Il secondo gruppo, gli Head Hunters, sono forse il prodotto musicale per cui Hancock è tutt’ora più famoso, cioè la sua era del funk. Questo passaggio nasce da un desiderio di svoltare dopo le sperimentazioni profonde dei Mwandishi (che non ho ancora detto essere la traduzione di “compositore” in lingua Swahili), ma anche dalla voglia di avvicinarsi di più al pubblico e divertire. Il primo disco, sulle orme della solarità espressa nel precedente Fat Albert Rotunda, è Herbie Hancock and the Head Hunters (il titolo in inglese vuol dire tante cose, tra cui un’allusione sessuale), conosciuto col semplice nome di Head Hunters. Associando funk a sonorità africane e arrangiamenti divertiti di vecchi capolavori, vende un’infinità di copie, consegnandosi finalmente al grande pubblico.
Herbie Hancock ha vissuto numerose decadi all’interno del grande mondo della musica moderna, suonando in platee di diversa qualità, generi spesso molto lontani tra loro (una volta addirittura in una stessa sera jazz, funk e sperimentazioni psichedeliche in tre momenti susseguenti), ma non riesce a levarsi di dosso questa espressione curiosa, quasi infantile, come un bambino alla scoperta di sempre nuovi giocattoli, anche a sessant’anni. Racconta il pianista di un’esperienza accadutagli nell’anno 2011 (quindi a settantun anni di età) quando gli viene proposto di suonare un complesso brano di musica classica contemporanea, Er Huang, scritto dal compositore Qigang Chen (1951): roba da quattro pentagrammi, non so se mi spiego.
Colto dalla curiosità nell’affrontare un genere musicale che lo ha attraversato prepotentemente da ragazzo per poi essere allontanato, decide ovviamente di accettare e si mette a studiare, proprio come faceva a dieci, undici anni. Considerata l’allucinante difficoltà del brano, chiede aiuto a Joanne Pearce Martin, una pianista classica di altissimo profilo, per farsi dare una mano nei punti più complicati (ciò dà un’idea dello spessore di quest’uomo: dopo sessant’anni di pianoforte, abbassare di nuovo il capo e farsi dare consigli… ma il bello deve ancora arrivare)… alla prima lezione, Joanne gli fa notare una cosa: «Herbie, tu non fai attenzione alla mano sinistra. Ti concentri sulla mano destra, e la sinistra le va dietro».
A quanto pare, era vero.
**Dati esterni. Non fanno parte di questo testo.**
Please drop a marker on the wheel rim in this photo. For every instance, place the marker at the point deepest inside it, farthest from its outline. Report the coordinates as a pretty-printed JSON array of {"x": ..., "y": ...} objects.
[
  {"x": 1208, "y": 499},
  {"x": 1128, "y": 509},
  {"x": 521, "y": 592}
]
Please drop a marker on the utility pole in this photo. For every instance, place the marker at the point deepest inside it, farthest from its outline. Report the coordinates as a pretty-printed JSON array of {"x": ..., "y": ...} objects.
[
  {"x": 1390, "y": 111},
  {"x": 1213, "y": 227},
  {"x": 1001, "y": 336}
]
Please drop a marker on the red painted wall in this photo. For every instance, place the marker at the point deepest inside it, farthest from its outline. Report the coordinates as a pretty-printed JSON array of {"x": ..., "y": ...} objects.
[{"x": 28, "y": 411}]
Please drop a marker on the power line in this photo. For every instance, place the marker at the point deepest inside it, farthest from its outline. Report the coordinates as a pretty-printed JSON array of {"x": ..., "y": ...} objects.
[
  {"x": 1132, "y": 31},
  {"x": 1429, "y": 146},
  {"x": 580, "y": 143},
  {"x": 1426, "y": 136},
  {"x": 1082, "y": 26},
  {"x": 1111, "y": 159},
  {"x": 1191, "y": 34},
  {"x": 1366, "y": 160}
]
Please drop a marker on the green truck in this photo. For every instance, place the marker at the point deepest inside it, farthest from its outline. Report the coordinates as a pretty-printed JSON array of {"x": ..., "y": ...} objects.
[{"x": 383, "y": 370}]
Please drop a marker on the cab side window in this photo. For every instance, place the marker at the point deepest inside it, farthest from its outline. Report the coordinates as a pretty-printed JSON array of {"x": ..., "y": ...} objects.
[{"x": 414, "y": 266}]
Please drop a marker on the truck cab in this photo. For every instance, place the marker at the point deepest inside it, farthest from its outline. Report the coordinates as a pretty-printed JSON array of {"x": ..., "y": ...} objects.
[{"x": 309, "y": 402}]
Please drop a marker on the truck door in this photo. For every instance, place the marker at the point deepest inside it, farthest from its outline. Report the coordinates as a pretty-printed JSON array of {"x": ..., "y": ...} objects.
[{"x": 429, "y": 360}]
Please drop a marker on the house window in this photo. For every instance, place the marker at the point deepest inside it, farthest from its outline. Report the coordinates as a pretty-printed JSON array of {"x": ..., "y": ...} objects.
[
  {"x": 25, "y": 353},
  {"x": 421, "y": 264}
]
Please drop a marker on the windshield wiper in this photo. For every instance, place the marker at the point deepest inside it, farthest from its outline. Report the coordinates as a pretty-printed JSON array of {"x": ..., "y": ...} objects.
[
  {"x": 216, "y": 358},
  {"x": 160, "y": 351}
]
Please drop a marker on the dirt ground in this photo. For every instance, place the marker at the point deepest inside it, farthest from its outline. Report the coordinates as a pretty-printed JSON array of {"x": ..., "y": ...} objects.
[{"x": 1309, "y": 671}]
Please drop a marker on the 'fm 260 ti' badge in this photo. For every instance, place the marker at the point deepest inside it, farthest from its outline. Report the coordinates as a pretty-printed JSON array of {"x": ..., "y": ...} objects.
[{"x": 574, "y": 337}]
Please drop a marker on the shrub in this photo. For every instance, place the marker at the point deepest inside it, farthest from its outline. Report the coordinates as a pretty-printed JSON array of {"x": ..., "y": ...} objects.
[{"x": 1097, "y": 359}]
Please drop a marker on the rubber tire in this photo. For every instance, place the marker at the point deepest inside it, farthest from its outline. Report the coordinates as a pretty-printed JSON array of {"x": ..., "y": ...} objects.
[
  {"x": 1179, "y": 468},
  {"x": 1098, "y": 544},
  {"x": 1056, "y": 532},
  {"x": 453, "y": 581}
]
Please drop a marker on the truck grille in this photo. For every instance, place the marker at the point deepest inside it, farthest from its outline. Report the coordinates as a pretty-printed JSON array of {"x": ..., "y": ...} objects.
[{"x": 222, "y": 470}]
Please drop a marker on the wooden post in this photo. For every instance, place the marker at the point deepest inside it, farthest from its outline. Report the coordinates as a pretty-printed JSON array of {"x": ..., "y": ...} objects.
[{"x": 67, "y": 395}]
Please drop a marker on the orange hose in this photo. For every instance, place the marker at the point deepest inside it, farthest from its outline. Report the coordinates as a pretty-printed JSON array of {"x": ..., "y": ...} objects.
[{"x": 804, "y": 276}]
Da quel giorno, nelle sue infinite ore di studio in preparazione al grande concerto, Hancock studiò le scale, come un ragazzino, concentrandosi sulla mano sinistra: il concerto andò alla grande.
Che cosa dire d’altro, se non che non esiste modo più plateale per dimostrare un viscerale bisogno di reinventarsi?
Il mio desiderio nel voler parlare di questa figura nasce dalla voglia di ringraziarlo per quello che umanamente ha offerto al mondo della musica, che porta avanti anche grazie al suo avvicinamento al buddhismo. Studio, amore, scoperta, dedizione, reinvenzione, meditazione: non ho altro da aggiungere, se non che senza Herbie non esisterebbe nemmeno l’hip hop! Take it!
Discografia
1964 – Empyrean Isles
1965 – Maiden Voyage
1968 – Speak Like a Child
1969 – The Prisoner
1969 – Fat Albert Rotunda
1970 – Mwandishi
1973 – Head Hunters
1974 – Thrust
1975 – Man-Child
1976 – VSOP
1979 – The Piano
1983 – Future Shock
Bibliografia
Herbie Hancock con Lisa Dickey, Possibilities. L’autobiografia, tr. it. di Michele Piumini, minimum fax, 2015.